We could, if we wanted to, say that the only canonical Middle-earth texts were the Hobbit and the Lord of the Rings ("including appendices"): since these were the only works that Tolkien approved for publication during his lifetime. We could add -- I think most people implicitly do -- the Silmarillion and the Unfinished Tales, because they contain writings that Christopher Tolkien felt to be broadly consistent with what was already published. You can read the Silmarillion, the Hobbit and the Lord of the Rings, in that order, with the Unfinished Tales as a kind of appendix, and feel that you have read a complete history of an imaginary world in various styles and from various points of view.

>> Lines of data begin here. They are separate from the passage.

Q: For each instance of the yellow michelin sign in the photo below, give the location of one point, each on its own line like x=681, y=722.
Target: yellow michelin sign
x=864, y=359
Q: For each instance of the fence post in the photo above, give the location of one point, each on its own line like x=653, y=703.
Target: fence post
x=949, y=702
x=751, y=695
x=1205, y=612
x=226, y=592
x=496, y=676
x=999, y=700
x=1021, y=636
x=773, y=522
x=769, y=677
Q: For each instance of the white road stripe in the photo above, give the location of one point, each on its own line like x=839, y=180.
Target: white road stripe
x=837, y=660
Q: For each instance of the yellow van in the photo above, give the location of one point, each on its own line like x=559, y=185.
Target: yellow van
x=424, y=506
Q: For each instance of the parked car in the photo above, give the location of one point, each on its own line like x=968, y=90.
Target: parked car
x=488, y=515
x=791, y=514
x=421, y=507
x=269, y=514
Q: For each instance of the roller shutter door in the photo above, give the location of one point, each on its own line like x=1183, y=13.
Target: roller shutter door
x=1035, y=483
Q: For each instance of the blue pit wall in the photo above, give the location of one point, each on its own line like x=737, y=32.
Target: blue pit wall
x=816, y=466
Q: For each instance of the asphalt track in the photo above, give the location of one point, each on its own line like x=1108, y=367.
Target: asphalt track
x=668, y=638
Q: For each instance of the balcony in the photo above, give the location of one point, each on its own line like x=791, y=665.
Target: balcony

It would seem odd to say "the island of Tol Eressea is canonically England" (because that was Tolkien's idea in the very early Lost Tales manuscripts), or "Numenor canonically became the continent of America" (because Tolkien explored that idea in a very late "round earth" revision). But it would be equally odd to say that the story of Sam's daughter Eleanor becoming Arwen's hand-maiden was "apocryphal" or "part of my headcanon" because it occurs in an epilogue which Tolkien was persuaded (fairly reluctantly) to take out of Lord of the Rings. And I assume that no-one in their right mind would say that the magnificent ending of Beren and Luthien ("The quest is fulfilled; even now a Silmaril is in my hand!") was "only fan fiction" because it was one of the manuscripts that was published posthumously.

So perhaps, if we are talking about Tolkien, "the canon" had better refer to "what Tolkien actually wrote" (as opposed to what was invented by David Day, Iron Crown Enterprises, Peter Jackson or Amazon TV.) 

But "canon" can too easily become a weapon to be wielded in fan disputes. It is not enough to like Lord of the Rings and the Hobbit. Unless and until you jump over twelve heavily footnoted hurdles, you are a Dyson Airblade. (*).